Watkins failed to hit it big in gold and a few years later, he was in San Francisco working as a store clerk when the owner of a photo studio noticed his congenial ability to please customers. When the studio's photographer quit suddenly, the owner asked Watkins to pretend to be a photographer--to try to keep portrait customers happy until a real photographer could be hired. But Watkins learned camera techniques quickly, was fascinated by the medium and was soon working as an actual photographer in San Jose and San Francisco.

By 1858 he was experimenting with ways to improve glass-plate negatives and was busy with commissions such as documenting a quicksilver mine for courtroom evidence and photographing the estate of explorer and politician John C. Fremont. Watkins then produced stereographs, as the side-by-side, 3D photographs are called, for the Third San Francisco Mechanics' Institute Industrial Exhibition and for a photographic series on San Francisco Fire Departments. (Stereographs are usually viewed with a stereoscope, a device with a lens for each eye. Two photographs of the same object taken from slightly different points are viewed side-by-side. Our binocular vision combines the two views into one three-dimensional image. The effect is often
startling.)

Being outdoors and doing landscapes soon became Watkins' favorite work, and in July of 1861 he went to Yosemite--with a dozen mules to carry his mammoth plate camera, which uses 18 by 22 inch glass plate negatives; a stereoscopic camera; tripods; glass plates; chemicals; other supplies and a tent for a darkroom. The trails into and through the valley were spectacularly scenic, but also treacherous.

Watkins returned from Yosemite with 30 mammoth plate and 100 stereoscopic negatives. They were quickly revered as images of superb technical and artistic quality. Watkins explained that he was just able to select the spot which "would give the best view." He was also a patient and precise camera and developing process technician. One reviewer admired Watkins' photographs for their "clearness, strength and softness of tone." In part because of Watkins' Yosemite pictures, in 1864 Congress passed and President Lincoln signed legislation preserving Yosemite Valley. The law was an important first step in the creation of the National Park Service in 1916. In 1865, Mount Watkins in Yosemite was named after Carleton Watkins.

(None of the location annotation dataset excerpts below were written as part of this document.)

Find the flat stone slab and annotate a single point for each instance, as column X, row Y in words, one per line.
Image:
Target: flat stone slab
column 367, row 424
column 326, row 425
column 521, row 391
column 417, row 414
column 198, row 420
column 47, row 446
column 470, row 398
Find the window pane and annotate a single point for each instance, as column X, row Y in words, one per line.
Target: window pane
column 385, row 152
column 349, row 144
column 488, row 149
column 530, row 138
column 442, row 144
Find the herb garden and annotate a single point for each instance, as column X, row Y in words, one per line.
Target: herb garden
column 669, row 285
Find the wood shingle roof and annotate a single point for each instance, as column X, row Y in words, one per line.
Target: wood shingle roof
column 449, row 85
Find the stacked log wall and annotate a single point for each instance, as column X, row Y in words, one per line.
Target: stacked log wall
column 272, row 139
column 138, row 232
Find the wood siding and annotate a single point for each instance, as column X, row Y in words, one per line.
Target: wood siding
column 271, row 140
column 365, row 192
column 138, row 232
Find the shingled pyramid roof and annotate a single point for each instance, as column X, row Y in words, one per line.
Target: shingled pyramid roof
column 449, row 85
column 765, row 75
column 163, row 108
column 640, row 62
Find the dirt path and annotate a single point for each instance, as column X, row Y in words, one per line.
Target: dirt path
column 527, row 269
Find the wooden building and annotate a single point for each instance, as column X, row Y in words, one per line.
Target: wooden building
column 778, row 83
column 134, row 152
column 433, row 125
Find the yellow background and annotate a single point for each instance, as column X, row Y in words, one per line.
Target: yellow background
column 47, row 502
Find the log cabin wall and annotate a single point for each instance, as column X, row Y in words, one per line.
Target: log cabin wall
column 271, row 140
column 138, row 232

During the financial crisis of 1875 Watkins declared bankruptcy and lost his San Francisco studio and his negatives to a creditor. The creditor and another photographer named Isaiah West Taber started marketing Watkins' stereographs with Taber's name on them. Despite this devastating setback, Watkins returned to Yosemite and began to rebuild his inventory.

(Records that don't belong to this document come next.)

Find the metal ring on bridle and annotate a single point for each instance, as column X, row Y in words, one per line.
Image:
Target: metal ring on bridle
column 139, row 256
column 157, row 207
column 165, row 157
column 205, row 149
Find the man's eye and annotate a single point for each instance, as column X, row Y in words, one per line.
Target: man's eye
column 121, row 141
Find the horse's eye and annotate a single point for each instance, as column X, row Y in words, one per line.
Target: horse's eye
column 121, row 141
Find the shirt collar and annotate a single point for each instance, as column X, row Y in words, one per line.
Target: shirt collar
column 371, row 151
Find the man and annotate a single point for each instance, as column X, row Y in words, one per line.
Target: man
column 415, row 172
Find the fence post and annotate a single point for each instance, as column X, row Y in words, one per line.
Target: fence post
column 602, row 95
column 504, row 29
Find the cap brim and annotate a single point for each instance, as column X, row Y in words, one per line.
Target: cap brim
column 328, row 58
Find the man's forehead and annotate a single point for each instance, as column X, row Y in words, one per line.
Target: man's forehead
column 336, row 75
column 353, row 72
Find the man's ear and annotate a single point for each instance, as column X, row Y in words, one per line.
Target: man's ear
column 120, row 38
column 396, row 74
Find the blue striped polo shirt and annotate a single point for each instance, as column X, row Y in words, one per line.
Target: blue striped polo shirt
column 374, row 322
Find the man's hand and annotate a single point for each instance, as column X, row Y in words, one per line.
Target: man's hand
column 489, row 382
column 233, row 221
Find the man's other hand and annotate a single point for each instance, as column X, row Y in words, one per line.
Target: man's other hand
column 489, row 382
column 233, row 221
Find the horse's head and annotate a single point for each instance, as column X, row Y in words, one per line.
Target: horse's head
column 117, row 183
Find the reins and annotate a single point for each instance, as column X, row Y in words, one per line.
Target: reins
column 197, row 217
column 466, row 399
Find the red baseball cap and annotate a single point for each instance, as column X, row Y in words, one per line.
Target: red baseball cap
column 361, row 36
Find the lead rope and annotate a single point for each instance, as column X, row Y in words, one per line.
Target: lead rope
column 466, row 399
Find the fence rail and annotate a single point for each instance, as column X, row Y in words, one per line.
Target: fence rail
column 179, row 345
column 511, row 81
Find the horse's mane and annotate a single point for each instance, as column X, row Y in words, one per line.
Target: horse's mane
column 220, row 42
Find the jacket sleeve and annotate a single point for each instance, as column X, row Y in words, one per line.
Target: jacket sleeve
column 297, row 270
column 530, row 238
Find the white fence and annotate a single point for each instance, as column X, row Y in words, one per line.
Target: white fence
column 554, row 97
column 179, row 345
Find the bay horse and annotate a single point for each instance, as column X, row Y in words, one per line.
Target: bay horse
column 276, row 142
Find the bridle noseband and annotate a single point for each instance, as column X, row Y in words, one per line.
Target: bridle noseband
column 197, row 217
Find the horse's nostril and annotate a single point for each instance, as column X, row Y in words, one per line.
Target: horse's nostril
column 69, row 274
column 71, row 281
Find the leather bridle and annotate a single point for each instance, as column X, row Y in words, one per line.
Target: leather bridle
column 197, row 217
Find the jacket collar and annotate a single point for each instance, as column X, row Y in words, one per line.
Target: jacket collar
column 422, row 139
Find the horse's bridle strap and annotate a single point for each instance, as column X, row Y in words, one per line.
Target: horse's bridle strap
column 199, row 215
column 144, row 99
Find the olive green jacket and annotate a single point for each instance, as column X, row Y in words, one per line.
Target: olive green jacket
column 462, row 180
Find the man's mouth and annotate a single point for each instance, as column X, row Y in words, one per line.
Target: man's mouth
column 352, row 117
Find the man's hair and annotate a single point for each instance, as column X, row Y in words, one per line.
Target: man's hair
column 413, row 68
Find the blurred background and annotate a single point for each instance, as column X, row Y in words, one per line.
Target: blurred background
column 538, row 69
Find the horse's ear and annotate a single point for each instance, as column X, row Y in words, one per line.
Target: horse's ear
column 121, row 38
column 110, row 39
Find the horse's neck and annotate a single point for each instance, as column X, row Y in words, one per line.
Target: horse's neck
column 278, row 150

In the following years, he traveled and photographed widely, north to British Columbia, south to Mexico and east to Yellowstone, Utah and Arizona. By the mid-1890s, however, Watkins' deteriorating eyesight and crippling arthritis limited his ability to work. In 1895 he was unable to pay his rent and moved with his wife and two daughters into an abandoned railroad car for 18 months. By 1897 Watkins was almost completely blind.

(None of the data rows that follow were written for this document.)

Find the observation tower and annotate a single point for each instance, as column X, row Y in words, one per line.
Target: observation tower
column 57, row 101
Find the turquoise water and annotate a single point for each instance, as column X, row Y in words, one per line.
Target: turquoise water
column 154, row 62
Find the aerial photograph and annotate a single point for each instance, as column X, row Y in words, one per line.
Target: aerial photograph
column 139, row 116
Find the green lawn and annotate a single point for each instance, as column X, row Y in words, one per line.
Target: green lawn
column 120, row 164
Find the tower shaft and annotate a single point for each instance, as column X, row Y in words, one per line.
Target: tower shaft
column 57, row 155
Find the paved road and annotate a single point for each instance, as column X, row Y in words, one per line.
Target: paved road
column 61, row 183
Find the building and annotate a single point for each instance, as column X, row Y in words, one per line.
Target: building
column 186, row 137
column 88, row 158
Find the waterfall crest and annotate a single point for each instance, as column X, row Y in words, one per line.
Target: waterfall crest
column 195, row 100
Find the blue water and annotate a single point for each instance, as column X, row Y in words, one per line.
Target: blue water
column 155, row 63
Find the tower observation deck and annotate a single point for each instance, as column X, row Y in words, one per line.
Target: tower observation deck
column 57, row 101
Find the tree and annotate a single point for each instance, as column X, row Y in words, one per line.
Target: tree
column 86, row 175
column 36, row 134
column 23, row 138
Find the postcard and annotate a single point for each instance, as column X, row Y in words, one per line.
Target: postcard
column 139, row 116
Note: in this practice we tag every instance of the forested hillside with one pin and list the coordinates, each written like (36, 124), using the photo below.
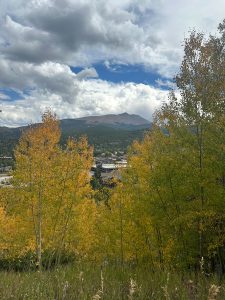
(165, 214)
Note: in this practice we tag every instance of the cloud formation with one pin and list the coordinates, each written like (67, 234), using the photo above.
(41, 39)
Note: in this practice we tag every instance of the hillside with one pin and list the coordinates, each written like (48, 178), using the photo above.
(106, 133)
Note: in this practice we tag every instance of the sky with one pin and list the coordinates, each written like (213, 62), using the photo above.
(93, 57)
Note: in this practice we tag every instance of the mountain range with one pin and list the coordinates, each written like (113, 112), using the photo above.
(107, 132)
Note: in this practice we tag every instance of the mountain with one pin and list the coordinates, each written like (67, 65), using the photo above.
(107, 133)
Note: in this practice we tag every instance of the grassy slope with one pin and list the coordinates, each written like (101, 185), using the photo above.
(83, 281)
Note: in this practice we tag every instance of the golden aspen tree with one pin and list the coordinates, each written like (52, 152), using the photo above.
(49, 182)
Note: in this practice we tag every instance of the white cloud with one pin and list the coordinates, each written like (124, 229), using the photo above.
(40, 39)
(81, 32)
(96, 97)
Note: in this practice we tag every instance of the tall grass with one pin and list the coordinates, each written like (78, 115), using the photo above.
(92, 281)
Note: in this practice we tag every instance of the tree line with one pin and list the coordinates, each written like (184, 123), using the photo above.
(167, 210)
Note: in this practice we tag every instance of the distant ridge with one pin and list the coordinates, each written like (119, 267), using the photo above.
(113, 119)
(107, 132)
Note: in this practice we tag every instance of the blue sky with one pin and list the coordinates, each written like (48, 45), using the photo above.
(93, 57)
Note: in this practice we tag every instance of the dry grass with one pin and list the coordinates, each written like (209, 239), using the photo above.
(90, 281)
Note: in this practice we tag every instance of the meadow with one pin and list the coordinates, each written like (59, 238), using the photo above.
(92, 281)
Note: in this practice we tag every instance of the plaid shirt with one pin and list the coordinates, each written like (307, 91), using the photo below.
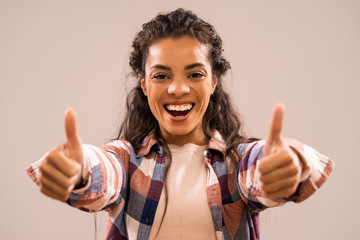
(128, 186)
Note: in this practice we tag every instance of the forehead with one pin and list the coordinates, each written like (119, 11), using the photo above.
(177, 52)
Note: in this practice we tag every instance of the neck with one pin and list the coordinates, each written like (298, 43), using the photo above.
(180, 140)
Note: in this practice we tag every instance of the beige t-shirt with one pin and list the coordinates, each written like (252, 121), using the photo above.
(188, 214)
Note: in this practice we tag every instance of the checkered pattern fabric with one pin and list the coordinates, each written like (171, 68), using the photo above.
(128, 186)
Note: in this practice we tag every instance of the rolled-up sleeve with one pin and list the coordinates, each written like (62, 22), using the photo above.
(103, 173)
(316, 169)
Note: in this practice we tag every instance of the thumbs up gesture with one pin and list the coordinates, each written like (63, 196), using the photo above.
(280, 168)
(60, 171)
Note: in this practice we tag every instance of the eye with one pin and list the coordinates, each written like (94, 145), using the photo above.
(196, 75)
(161, 76)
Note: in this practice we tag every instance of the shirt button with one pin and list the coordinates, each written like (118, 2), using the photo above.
(206, 154)
(160, 150)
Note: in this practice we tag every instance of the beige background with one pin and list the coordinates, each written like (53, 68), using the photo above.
(59, 54)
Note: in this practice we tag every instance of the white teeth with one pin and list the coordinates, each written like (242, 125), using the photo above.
(183, 107)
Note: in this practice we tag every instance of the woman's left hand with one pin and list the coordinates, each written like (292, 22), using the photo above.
(280, 168)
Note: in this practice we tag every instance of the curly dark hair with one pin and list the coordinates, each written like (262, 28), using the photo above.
(221, 115)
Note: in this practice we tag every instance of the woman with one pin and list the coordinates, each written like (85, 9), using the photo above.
(185, 169)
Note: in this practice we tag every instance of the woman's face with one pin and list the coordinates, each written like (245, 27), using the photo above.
(178, 84)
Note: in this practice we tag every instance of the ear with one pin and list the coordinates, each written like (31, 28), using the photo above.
(213, 84)
(142, 82)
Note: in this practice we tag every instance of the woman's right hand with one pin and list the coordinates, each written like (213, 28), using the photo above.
(61, 169)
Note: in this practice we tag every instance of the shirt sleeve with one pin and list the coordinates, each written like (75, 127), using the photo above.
(316, 169)
(104, 176)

The fire following the 1906 San Francisco earthquake burned Watkins' studio, and countless pictures and negatives and most all of his stereo works were lost. Watkins never recovered from the trauma and in 1910 he was committed to Napa State Hospital for the Insane; his wife began to say that she was a widow. Carleton Watkins died in the asylum six years later at age 87. He was buried in an unmarked grave on the hospital grounds.

Viewing the Watkins Yosemite Stereographs in 3D

To view these stereographs in 3D, move a little back from your normal viewing distance and put your index finger in line with the line between the two pictures and about halfway between your eyes and the pictures. Then focus on your finger. If you're lucky, three images will appear and the center one will be in 3D. Don't get discouraged if this doesn't work; few people are able to do it easily.

You can also make a paper 3D viewer, but few people are able to make that work. Another option is to use a Loreo Lite viewer or Plastic Stereo Card Viewer (Lorgnette), available for purchase online at low cost (see related links). While you're perusing viewers, take a look at the new HD 3D TVs. Watkins would be amazed.